An efficient two-stage water cycle algorithm for complex reliability-based design optimization problems

Meng Z., Li H., Zeng R., Mirjalili S., YILDIZ A. R.

NEURAL COMPUTING & APPLICATIONS, vol.34, no.23, pp.20993-21013, 2022 (SCI-Expanded) identifier identifier

  • Publication Type: Article / Article
  • Volume: 34 Issue: 23
  • Publication Date: 2022
  • Doi Number: 10.1007/s00521-022-07574-x
  • Journal Indexes: Science Citation Index Expanded (SCI-EXPANDED), Scopus, Academic Search Premier, PASCAL, Applied Science & Technology Source, Biotechnology Research Abstracts, Compendex, Computer & Applied Sciences, Index Islamicus, INSPEC, zbMATH
  • Page Numbers: pp.20993-21013
  • Keywords: Reliability-based design optimization, Evolutionary, Metaheuristic, Water cycle algorithm, PERFORMANCE-MEASURE APPROACH, DIFFERENTIAL EVOLUTION, SIMULATION, GA
  • Bursa Uludag University Affiliated: Yes


The reliability-based design optimization (RBDO) problem considers the necessary uncertainty of measurements within the scope of planning to minimize the design objective while satisfying probabilistic constraints.

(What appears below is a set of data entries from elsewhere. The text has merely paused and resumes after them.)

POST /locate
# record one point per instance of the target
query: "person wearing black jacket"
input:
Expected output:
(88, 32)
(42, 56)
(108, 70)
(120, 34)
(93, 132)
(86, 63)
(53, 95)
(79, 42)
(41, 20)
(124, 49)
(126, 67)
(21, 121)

Metaheuristic algorithms offer effective tools to address challenges that scientists and practitioners face in RBDO problems, including the use of multimodal objective functions, mixed design variables, and nondifference mathematical models. However, metaheuristic reliability-based design optimization (MRBDO) algorithms require reliability analysis to obtain accurate solutions, which leads to different convergence behaviors than those observed for gradient RBDO algorithms. One of the main drawbacks of such schemes is the high computational cost. In this work, we derive an error propagation rule from the inner reliability analysis to the outer optimization. Then, based on a two-stage water cycle algorithm (TSWCA), an improved MRBDO algorithm called TSWCA-MRBDO is developed to ensure universality and performance. In the proposed algorithm, the water cycle algorithm, with a global capacity, is used to find the best solution. A single-loop strategy is first adopted, in which the MRBDO problem is converted into the deterministic optimization problem to remarkably reduce the computational time of global search. Then, a two-stage algorithm is utilized to perform the local search. Numerical examples demonstrate that the proposed two-stage MRBDO algorithm can converge more quickly and efficiently in the global and local domains than other MRBDO algorithms.